Duplicating the partition key as a clustering column is technically valid in CQL, but it usually doesn’t give you much benefit and can even introduce unnecessary overhead.
A few points to consider:
The partition key determines data placement in Cassandra (which node(s) a row lives on).
The clustering key determines row ordering within the partition.
If you duplicate the partition key as a clustering key, every row in the partition will have the same value for that clustering column. That means it adds no real ordering value, and every query that filters on that key is already bound by the partition key anyway.
A SASI index on the duplicated clustering key won’t help you search partitions, because SASI works within the scope of partitions, not across them.
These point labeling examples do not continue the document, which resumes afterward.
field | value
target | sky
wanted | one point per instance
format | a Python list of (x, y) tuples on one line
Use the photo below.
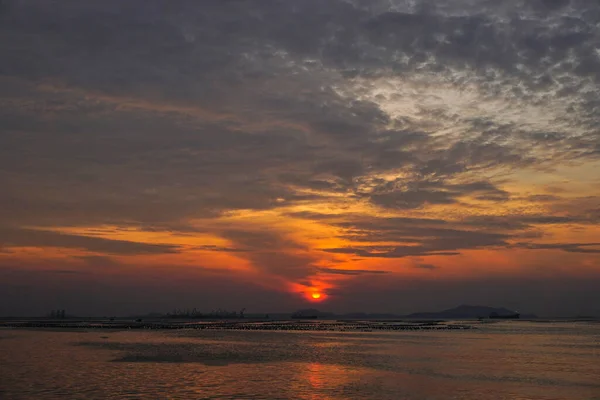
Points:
[(389, 155)]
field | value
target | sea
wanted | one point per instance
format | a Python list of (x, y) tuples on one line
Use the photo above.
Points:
[(517, 360)]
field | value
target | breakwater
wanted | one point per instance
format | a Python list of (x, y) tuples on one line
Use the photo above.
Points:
[(345, 326)]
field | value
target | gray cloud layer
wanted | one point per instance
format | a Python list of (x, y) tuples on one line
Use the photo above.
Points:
[(151, 113)]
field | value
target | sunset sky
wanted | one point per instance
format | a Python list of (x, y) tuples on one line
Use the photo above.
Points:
[(389, 155)]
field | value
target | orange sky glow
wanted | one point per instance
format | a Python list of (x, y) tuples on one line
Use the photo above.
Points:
[(264, 170)]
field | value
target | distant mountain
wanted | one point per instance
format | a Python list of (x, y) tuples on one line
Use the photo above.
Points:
[(464, 311)]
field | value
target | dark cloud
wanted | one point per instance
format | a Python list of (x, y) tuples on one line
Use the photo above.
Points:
[(426, 266), (351, 272), (569, 247), (37, 238), (151, 114)]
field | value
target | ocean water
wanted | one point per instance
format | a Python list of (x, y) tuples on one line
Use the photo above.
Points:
[(505, 360)]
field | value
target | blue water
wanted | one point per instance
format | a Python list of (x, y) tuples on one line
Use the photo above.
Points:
[(505, 360)]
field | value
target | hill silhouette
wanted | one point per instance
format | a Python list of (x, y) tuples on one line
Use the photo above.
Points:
[(463, 311)]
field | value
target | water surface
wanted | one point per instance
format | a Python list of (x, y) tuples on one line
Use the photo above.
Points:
[(505, 360)]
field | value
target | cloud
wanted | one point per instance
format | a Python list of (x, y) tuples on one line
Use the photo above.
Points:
[(37, 238), (391, 128), (350, 272), (568, 247), (426, 266)]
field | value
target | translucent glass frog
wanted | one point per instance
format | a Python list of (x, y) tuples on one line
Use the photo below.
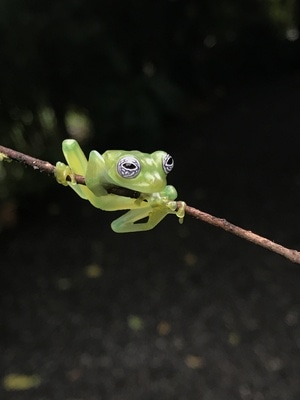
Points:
[(139, 172)]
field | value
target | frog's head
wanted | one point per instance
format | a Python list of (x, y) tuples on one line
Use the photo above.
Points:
[(142, 172)]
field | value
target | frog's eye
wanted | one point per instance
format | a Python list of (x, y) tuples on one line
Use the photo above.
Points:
[(168, 163), (128, 167)]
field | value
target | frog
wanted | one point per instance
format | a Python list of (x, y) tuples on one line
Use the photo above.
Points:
[(143, 174)]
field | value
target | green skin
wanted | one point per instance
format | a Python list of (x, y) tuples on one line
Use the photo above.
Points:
[(147, 175)]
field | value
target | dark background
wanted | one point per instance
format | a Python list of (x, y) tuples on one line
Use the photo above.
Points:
[(183, 311)]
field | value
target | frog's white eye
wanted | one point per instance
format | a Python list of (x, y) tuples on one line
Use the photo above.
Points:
[(168, 163), (128, 167)]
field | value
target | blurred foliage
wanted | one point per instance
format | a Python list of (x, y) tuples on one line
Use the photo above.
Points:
[(124, 73)]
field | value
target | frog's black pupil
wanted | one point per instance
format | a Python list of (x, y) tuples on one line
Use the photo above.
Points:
[(129, 166)]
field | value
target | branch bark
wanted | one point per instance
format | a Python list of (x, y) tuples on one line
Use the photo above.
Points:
[(45, 166)]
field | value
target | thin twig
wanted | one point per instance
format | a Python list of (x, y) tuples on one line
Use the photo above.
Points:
[(45, 166)]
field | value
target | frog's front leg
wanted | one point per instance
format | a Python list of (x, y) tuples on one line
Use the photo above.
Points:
[(158, 207)]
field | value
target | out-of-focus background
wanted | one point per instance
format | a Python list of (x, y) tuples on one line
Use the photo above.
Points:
[(183, 311)]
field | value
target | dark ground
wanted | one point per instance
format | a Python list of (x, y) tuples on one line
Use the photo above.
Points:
[(181, 312)]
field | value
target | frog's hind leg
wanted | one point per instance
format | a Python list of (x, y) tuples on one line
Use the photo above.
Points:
[(77, 161), (133, 220)]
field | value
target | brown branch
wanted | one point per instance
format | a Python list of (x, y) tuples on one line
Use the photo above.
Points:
[(45, 166)]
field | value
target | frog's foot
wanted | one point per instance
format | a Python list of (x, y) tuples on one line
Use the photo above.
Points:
[(177, 208), (64, 174)]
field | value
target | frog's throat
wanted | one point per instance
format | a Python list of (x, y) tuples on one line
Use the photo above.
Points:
[(121, 191)]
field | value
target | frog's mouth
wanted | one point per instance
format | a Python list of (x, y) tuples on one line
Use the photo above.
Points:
[(121, 191)]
To search partitions, Cassandra requires a secondary index (not clustering), or better, a separate lookup/index table (common C* data modeling pattern).
For Spark workloads, it’s normal to scan multiple partitions:
Spark-Cassandra Connector is designed to push down partition key restrictions if you provide them.
If you don’t, it will parallelize the scan across nodes automatically.
So in practice you don’t need to “duplicate” keys for Spark — if your jobs are supposed to span multiple partitions, Spark already handles that efficiently.
Pro: You could argue that duplicating keys might make schema “symmetric” and allow certain uniform queries.
Con: You waste storage, you risk confusion, and you don’t actually improve queryability across partitions.